San Francisco police said on Friday that they helped Apple security hunt for a lost item, without explicitly mentioning what the lost item was. However, an inadvertent clue left by the police says that the lost prototype was indeed the iPhone 5. The San Francisco Police Department's Friday press release about the hunt was called iphone5.doc, an apparent reference to a new version of the mobile phone that tech industry watchers expect to be released soon, a Reuters report said.
CNET reported this week that an Apple iPhone prototype went missing in a San Francisco bar in July. Though Apple tracked the lost phone to a San Francisco house, the 22-year-old resident of the house told the two Apple employees and the four policemen, who went to the house in search of the phone, that he knew nothing about it. Apple had traced the phone to the house using satellite positioning software on the device but did not find anything in the house.

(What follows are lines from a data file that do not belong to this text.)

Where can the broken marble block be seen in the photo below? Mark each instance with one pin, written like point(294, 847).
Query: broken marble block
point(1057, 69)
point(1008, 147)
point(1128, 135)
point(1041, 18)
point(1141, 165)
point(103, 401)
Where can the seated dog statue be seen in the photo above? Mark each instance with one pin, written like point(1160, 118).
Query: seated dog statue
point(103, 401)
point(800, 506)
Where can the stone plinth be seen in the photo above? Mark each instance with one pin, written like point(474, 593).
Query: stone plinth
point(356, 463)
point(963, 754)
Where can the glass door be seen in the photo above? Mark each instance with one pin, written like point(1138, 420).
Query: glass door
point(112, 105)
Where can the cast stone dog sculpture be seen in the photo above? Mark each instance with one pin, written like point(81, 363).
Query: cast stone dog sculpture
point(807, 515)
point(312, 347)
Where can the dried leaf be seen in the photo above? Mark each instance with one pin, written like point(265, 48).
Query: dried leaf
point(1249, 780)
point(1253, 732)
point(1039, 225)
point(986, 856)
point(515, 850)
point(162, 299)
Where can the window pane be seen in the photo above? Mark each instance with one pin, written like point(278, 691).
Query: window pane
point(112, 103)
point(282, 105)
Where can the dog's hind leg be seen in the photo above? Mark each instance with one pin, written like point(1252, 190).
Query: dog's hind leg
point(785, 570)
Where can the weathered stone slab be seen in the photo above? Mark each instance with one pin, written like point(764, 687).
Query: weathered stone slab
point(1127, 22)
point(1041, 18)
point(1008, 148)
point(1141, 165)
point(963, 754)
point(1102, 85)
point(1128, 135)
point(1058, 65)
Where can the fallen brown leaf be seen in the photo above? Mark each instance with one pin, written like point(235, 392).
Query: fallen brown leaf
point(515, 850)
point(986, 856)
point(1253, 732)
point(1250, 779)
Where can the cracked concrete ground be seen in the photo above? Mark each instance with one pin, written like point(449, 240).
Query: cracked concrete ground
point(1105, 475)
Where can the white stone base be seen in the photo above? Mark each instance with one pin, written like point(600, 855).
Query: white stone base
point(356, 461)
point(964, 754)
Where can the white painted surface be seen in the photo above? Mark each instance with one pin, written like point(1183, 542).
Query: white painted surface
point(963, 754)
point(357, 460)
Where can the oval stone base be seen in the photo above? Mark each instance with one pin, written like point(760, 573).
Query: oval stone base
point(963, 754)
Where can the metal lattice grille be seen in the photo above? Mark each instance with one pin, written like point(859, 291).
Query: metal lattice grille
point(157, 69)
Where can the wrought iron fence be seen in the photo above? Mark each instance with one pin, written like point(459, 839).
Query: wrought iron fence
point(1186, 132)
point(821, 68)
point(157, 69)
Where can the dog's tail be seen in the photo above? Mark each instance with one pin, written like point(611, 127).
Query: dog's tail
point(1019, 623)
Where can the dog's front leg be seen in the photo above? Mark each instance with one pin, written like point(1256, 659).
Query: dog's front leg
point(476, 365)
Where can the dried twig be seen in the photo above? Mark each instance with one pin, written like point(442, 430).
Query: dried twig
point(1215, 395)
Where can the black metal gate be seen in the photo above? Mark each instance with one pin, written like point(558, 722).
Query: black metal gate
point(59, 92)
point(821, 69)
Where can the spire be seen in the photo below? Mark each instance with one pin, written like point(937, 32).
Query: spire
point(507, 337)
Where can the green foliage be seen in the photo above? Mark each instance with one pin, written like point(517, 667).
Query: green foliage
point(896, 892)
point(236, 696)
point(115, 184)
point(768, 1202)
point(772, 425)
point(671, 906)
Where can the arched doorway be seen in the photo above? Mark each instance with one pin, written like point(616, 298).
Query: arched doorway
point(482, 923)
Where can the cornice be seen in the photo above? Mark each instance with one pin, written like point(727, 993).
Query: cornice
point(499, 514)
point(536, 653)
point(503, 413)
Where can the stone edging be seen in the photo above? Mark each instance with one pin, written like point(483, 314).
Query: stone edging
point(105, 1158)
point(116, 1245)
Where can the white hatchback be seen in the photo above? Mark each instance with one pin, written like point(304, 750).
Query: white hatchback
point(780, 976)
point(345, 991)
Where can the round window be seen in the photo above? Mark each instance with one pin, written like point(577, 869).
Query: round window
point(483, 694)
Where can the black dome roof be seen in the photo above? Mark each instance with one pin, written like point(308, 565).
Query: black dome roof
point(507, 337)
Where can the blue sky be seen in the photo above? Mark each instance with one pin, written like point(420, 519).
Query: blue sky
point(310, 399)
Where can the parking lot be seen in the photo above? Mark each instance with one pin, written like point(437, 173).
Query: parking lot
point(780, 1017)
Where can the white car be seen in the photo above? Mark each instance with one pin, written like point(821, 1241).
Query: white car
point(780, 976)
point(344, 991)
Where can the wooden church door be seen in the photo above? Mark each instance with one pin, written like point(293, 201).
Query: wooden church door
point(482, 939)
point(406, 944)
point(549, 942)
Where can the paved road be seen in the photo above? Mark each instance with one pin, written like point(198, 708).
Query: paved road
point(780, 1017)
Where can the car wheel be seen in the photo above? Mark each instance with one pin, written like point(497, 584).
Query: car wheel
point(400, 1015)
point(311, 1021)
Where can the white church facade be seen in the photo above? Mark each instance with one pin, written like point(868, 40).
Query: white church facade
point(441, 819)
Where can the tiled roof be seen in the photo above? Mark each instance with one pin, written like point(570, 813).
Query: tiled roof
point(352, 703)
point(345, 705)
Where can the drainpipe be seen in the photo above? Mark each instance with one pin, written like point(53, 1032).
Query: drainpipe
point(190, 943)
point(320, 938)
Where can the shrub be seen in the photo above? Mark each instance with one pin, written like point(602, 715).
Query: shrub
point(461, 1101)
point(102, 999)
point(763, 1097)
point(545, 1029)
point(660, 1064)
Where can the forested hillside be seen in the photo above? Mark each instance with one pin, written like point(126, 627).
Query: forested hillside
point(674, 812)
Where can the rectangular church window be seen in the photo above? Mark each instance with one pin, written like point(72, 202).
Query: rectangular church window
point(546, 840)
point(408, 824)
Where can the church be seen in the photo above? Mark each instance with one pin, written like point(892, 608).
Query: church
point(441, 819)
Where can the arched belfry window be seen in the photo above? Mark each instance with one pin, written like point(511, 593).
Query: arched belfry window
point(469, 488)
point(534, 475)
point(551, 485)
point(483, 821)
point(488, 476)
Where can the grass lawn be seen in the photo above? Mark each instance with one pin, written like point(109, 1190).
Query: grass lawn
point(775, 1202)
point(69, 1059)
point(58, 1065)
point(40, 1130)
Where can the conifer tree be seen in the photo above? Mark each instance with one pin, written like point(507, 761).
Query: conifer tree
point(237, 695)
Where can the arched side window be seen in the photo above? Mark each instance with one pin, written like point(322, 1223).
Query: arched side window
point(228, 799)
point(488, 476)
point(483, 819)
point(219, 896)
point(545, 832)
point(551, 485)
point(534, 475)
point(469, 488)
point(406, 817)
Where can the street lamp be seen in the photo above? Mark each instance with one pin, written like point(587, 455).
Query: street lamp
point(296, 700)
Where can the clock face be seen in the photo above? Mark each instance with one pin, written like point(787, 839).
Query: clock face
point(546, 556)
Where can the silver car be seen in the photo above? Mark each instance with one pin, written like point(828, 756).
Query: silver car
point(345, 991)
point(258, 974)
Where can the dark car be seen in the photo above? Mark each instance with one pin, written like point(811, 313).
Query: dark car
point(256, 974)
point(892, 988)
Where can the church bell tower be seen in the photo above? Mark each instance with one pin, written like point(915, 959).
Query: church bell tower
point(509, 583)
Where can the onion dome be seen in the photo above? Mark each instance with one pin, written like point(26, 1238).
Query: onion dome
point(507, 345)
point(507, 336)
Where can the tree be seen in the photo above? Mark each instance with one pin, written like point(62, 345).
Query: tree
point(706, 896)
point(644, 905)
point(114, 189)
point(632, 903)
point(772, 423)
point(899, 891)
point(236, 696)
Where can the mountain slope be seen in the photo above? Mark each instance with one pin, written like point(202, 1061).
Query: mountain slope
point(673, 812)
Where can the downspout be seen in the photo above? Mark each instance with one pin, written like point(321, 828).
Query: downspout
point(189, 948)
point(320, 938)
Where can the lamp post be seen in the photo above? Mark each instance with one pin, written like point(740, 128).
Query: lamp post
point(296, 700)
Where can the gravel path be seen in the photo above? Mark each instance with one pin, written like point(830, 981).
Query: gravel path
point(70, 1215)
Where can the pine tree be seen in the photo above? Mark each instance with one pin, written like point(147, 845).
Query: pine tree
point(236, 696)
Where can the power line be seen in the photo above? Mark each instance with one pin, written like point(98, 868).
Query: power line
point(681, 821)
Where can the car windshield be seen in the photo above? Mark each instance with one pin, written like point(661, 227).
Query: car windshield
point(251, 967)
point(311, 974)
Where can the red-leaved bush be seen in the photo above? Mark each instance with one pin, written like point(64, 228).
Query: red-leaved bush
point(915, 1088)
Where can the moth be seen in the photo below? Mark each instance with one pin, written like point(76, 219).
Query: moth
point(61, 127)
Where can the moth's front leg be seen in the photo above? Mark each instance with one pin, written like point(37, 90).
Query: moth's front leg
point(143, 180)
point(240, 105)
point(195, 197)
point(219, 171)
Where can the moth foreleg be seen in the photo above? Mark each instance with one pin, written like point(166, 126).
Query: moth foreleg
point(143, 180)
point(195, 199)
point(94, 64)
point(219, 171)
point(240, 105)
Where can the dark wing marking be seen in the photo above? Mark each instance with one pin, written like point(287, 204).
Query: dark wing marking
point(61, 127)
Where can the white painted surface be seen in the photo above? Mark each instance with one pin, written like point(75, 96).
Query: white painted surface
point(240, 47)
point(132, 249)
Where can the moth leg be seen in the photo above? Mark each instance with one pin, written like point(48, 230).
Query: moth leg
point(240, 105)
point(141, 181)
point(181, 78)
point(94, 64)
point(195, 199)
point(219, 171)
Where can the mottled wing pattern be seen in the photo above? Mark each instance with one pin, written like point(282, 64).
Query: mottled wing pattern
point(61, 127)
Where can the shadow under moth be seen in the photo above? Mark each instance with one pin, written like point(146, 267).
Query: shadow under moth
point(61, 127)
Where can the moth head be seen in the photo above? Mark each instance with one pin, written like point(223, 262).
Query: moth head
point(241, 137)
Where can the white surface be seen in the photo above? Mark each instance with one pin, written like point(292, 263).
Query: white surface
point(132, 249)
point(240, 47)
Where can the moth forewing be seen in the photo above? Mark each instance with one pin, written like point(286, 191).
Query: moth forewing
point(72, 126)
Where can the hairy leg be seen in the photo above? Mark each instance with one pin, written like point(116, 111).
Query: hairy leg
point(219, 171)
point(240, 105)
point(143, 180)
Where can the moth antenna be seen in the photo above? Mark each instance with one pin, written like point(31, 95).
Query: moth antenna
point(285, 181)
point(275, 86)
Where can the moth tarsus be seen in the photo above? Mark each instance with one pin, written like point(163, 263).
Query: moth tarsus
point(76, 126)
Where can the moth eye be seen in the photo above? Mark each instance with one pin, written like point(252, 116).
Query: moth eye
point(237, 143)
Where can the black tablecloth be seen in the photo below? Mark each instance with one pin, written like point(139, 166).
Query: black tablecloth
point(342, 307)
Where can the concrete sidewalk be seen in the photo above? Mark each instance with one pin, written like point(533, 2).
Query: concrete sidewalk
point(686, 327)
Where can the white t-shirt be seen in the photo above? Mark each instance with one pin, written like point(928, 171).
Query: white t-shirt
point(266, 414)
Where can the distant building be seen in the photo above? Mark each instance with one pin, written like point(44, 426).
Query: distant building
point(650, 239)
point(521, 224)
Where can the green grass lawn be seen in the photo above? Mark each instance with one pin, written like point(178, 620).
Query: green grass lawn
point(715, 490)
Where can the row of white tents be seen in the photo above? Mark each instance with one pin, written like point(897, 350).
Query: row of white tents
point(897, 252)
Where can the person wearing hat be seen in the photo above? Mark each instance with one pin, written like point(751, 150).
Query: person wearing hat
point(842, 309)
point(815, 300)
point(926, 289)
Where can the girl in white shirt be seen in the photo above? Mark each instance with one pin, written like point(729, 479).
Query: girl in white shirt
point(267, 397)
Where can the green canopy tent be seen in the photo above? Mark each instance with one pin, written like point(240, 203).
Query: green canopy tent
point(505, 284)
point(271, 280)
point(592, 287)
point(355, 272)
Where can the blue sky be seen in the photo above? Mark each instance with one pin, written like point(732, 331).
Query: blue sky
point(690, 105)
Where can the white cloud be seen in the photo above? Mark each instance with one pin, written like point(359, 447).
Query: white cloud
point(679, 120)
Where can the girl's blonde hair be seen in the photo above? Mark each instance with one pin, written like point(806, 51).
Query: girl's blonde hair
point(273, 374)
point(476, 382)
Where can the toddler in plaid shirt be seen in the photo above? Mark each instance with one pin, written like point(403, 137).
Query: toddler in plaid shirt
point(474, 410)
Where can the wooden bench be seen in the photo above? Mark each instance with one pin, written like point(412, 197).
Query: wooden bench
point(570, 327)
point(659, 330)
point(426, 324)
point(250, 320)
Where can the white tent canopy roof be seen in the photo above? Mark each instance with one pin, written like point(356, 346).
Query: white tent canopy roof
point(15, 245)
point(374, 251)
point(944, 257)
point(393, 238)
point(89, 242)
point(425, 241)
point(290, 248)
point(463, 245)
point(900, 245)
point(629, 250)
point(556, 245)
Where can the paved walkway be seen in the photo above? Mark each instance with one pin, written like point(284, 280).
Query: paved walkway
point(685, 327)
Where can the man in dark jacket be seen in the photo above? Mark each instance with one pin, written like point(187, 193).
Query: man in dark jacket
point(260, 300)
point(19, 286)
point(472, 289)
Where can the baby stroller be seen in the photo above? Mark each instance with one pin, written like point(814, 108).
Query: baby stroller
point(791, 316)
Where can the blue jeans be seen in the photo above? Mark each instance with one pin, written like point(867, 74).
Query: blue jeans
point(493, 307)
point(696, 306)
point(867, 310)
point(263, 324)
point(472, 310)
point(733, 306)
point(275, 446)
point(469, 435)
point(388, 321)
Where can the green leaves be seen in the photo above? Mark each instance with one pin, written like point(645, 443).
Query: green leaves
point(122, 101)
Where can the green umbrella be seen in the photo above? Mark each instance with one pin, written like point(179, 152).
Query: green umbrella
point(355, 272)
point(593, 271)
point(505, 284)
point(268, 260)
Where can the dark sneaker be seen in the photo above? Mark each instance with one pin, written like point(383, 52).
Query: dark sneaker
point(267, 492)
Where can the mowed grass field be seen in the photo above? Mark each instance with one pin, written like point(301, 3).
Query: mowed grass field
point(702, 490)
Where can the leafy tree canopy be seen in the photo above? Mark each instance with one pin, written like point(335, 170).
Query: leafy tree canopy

The man, identified by SF Weekly as Sergio Calderon, could not be reached for comment, Reuters report said.
Interestingly, hours before San Francisco police issued their statement about the search, SFPD spokesman Lieutenant Troy Dangerfield denied that police had been contacted by Apple in connection with any lost phone, or by the person visited by Apple security and the police. No one has reported anything, Dangerfield told Reuters.
In general, Dangerfield said SFPD requires a supervisor's approval for personnel who are not law enforcement officers to accompany the police during investigations.
It's not routinely done at all, Dangerfield said.
There have been reports which said that Apple may be attempting a cheap publicity stunt to increase the buzz around its flagship device, which according to recent polls would be a smash success.
Apple may be following a simple idea. Boost the anticipation for iPhone 5 till its launch as money could not buy this type of hype and sales-generating buzz.
Apple may also want to divert the attention of investors and general public to iPhone 5 from the departure of Steve Jobs. Speculation is rife that the departure of Jobs could hurt Apple in terms of innovation and the cool factor that has been the key to success of Apple devices.
In April 2010, Apple lost an iPhone 4 prototype that went missing in a bar just before its release. But Apple got it back after it had been sold by a finder to tech blog Gizmodo for $5000.
Unlike last year, there are no photos or details on the device available since the initial report on CNET.